Eu, Nina, baptizada com o nome de Maria do Carmo, e com a idade de 59 anos, vou tentar contar a história de meus pais.
Desde muito pequena, em Silva Porto, minha terra, capital do Distrito do Bié, Angola, fui registando na minha mente (pois sempre adorei ouvir histórias), o que minha mãe me contava quando andava atrás dela, umas vezes na horta a semear, outras vezes a fazer bolos, broa, pão doce, que depois mandava vender.
Assim, ela ensinou-me a amar e a guardar com carinho no meu coração, toda a família que não conheci.
Meu querido pai Manuel Gomes Leal, nascido em Barrancos, Distrito de Beja, Alentejo, no dia 3 de Abril do ano de 1897,era filho de Manuel Garcia Leal, natural de Barrancos e de Fructuosa Gomes Pica Leal, natural de Amarleja, Distrito de Beja, Alentejo.
Meu avô, agricultor em Barrancos era dono de uma quinta com lagar, alguns cavalos e terrenos com grande extensão de olivais. Moravam como contava meu pai, numa linda casa com uma escadaria de pedra, toda cheia de trepadeiras floridas. Tinham mais uma filha, 3 anos mais nova que meu pai, chamada Constança.
Meu pai, aos 20 anos de idade, com o espírito cheio de aventuras, foi para Angola, mais propriamente para Benguela, onde se estabeleceu como comerciante no ano de 1917.
Minha querida mãe Beatriz do Nascimento Soares de Brito, nasceu na Ilha da Boavista, Cabo-Verde, no dia 25 de Dezembro do ano de 1898 e era filha de José Soares de Brito, advogado, natural de São Vicente e de Maria da Luz Zaudai, natural de Santo Antão, Cabo-Verde, filha de Marcos de Cima Zaudai, natural de Marrocos.

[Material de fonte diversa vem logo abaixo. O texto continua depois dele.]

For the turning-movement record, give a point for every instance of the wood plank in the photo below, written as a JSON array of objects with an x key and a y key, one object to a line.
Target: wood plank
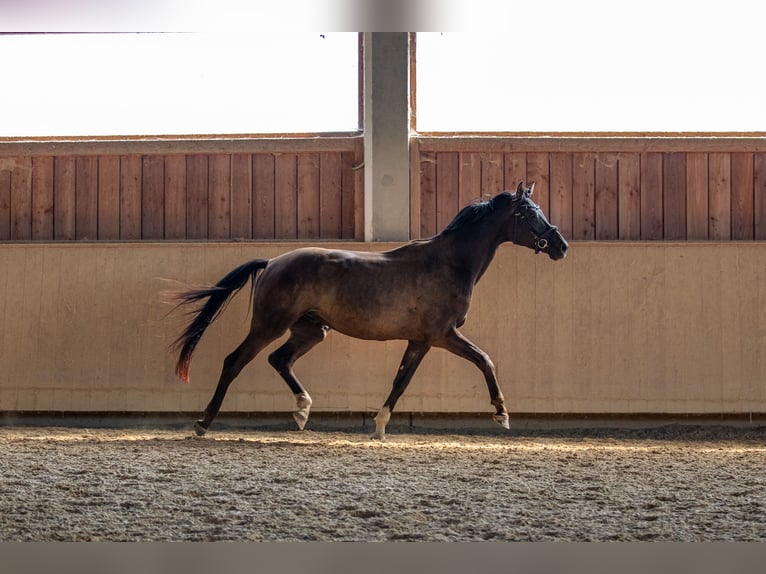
[
  {"x": 492, "y": 174},
  {"x": 759, "y": 191},
  {"x": 109, "y": 197},
  {"x": 86, "y": 198},
  {"x": 583, "y": 196},
  {"x": 414, "y": 188},
  {"x": 606, "y": 196},
  {"x": 652, "y": 218},
  {"x": 359, "y": 194},
  {"x": 197, "y": 199},
  {"x": 348, "y": 196},
  {"x": 21, "y": 199},
  {"x": 286, "y": 195},
  {"x": 219, "y": 202},
  {"x": 428, "y": 227},
  {"x": 719, "y": 189},
  {"x": 515, "y": 170},
  {"x": 175, "y": 197},
  {"x": 447, "y": 188},
  {"x": 629, "y": 196},
  {"x": 742, "y": 199},
  {"x": 561, "y": 192},
  {"x": 674, "y": 195},
  {"x": 6, "y": 167},
  {"x": 469, "y": 178},
  {"x": 241, "y": 196},
  {"x": 64, "y": 198},
  {"x": 697, "y": 211},
  {"x": 42, "y": 198},
  {"x": 308, "y": 196},
  {"x": 538, "y": 172},
  {"x": 264, "y": 200},
  {"x": 152, "y": 197},
  {"x": 130, "y": 197},
  {"x": 330, "y": 195}
]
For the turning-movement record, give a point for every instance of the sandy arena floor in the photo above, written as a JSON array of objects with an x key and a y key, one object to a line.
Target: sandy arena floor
[{"x": 669, "y": 483}]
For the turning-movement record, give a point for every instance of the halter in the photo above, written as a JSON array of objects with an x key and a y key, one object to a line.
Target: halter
[{"x": 541, "y": 241}]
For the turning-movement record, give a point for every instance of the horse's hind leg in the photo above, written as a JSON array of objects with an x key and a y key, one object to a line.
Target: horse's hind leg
[
  {"x": 456, "y": 343},
  {"x": 410, "y": 362},
  {"x": 232, "y": 365},
  {"x": 304, "y": 335}
]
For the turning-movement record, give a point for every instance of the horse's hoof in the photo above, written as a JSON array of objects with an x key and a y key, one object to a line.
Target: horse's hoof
[
  {"x": 502, "y": 420},
  {"x": 301, "y": 417},
  {"x": 199, "y": 429}
]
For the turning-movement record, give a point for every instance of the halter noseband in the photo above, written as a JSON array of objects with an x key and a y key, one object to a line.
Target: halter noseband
[{"x": 541, "y": 241}]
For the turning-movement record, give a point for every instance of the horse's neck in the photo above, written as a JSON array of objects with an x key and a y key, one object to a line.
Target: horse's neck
[{"x": 472, "y": 253}]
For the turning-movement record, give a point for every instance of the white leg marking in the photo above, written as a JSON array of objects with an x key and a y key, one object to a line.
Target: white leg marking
[
  {"x": 303, "y": 402},
  {"x": 381, "y": 420}
]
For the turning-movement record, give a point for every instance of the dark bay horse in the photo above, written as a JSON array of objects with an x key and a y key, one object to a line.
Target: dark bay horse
[{"x": 419, "y": 292}]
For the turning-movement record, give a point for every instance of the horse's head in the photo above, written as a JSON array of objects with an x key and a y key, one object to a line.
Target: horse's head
[{"x": 530, "y": 228}]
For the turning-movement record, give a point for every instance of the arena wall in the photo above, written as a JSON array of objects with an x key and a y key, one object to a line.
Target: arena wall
[{"x": 616, "y": 327}]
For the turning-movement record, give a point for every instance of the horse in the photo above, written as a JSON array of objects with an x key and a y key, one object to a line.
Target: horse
[{"x": 419, "y": 292}]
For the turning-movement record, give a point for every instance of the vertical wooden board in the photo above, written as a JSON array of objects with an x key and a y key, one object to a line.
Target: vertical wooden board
[
  {"x": 308, "y": 196},
  {"x": 6, "y": 167},
  {"x": 674, "y": 195},
  {"x": 652, "y": 222},
  {"x": 447, "y": 188},
  {"x": 175, "y": 197},
  {"x": 697, "y": 212},
  {"x": 492, "y": 174},
  {"x": 197, "y": 200},
  {"x": 414, "y": 187},
  {"x": 86, "y": 198},
  {"x": 515, "y": 170},
  {"x": 759, "y": 192},
  {"x": 264, "y": 201},
  {"x": 21, "y": 199},
  {"x": 538, "y": 172},
  {"x": 219, "y": 203},
  {"x": 583, "y": 196},
  {"x": 64, "y": 198},
  {"x": 469, "y": 178},
  {"x": 349, "y": 207},
  {"x": 719, "y": 190},
  {"x": 42, "y": 198},
  {"x": 153, "y": 197},
  {"x": 109, "y": 197},
  {"x": 241, "y": 196},
  {"x": 561, "y": 192},
  {"x": 130, "y": 197},
  {"x": 427, "y": 195},
  {"x": 286, "y": 195},
  {"x": 330, "y": 195},
  {"x": 629, "y": 196},
  {"x": 606, "y": 196},
  {"x": 742, "y": 199}
]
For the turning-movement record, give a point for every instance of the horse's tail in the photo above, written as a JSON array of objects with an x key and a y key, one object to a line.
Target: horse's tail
[{"x": 217, "y": 297}]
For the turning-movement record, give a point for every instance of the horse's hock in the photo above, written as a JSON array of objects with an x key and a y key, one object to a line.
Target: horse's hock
[{"x": 629, "y": 328}]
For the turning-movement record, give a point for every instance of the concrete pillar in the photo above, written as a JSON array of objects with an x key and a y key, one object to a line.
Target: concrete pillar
[{"x": 386, "y": 137}]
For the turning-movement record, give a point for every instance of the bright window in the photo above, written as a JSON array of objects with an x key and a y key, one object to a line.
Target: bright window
[
  {"x": 179, "y": 84},
  {"x": 595, "y": 66}
]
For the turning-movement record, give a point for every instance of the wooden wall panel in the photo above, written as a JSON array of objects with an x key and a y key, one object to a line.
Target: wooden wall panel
[
  {"x": 627, "y": 195},
  {"x": 42, "y": 198},
  {"x": 672, "y": 359}
]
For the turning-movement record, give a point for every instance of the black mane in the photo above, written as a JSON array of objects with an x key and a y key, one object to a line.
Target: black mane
[{"x": 474, "y": 213}]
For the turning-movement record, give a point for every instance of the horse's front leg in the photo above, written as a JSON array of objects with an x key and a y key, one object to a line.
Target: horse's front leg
[
  {"x": 410, "y": 362},
  {"x": 456, "y": 343}
]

Minha mãe, contava-me que este seu avô, era judeu. Meu avô, pai de minha mãe, jovem e muito leviano, conheceu em Santo Antão, minha avó, Maria da Luz, muito jovem ainda e ela foi levada por promessas pelo meu avô, pai de minha mãe, e ficou grávida, vindo a nascer minha mãe, a quem deram o nome de Beatriz.
Tempos depois, meu avô tirou-lhe a menina, levou-a para São Vicente, entregando-a aos cuidados das suas tias, Guiomar, Cândinha e Emília ou Elisa, não me lembro bem. Estas tias, criaram-na com muito carinho, mas também com muita disciplina. Minha mãe contava-me que pouco se lembrava de sua mãe, que ia vê-la de vez em quando. A imagem que guardava dela é que era uma senhora de cabelos meio lisos e levemente alourados.
Lembrava-se de um dia a mãe ir despedir-se dela a chorar. Abraçou-a muito, dizendo que ia embarcar para a América. Minha mãe era muito pequena e nunca mais a tornou a ver, nem ouviu falar dela. Portanto, minha avó Maria da Luz, certamente formou por lá família, e quem sabe se temos tios e primos americanos...
As tias de minha mãe, que a criaram, eram senhoras de boa posição, pois a família Soares de Brito, era muito respeitada e estimada em Cabo-Verde.
Na cultura cabo-verdiana, as pessoas são designadas por gente de pele clara ou escura. Quando se referem a um sujeito preto, apenas dizem: "aquele fulano escurinho". Meu avô e família, eram de pele clara.
Eu e os meus irmãos, apenas temos sangue português, caboverdiano e marroquino. Somos angolanos, apenas por nascimento.
Portugal, também é um País com muita mistura de raças, no princípio, os fenícios, cartagineses, romanos, gregos, espanhóis, mouros, etc..
Há uns anos atrás, eu e o meu marido, vimos um programa de televisão, no segundo canal, em que foi dito que quando se deu a abolição da escravatura, uma boa parte dos escravos negros, que se encontravam em Portugal, espalharam-se pelo País, mas grande parte deles pelo Alentejo, mais propriamente na zona de Alcácer do Sal, Baixo Alentejo e Algarve. Chegaram mesmo a entrevistar varias famílias alentejanas, descendentes desses escravos. Tenho visto vários portugueses com cabelos muito frisados, e quem sabe se serão descendentes desses escravos.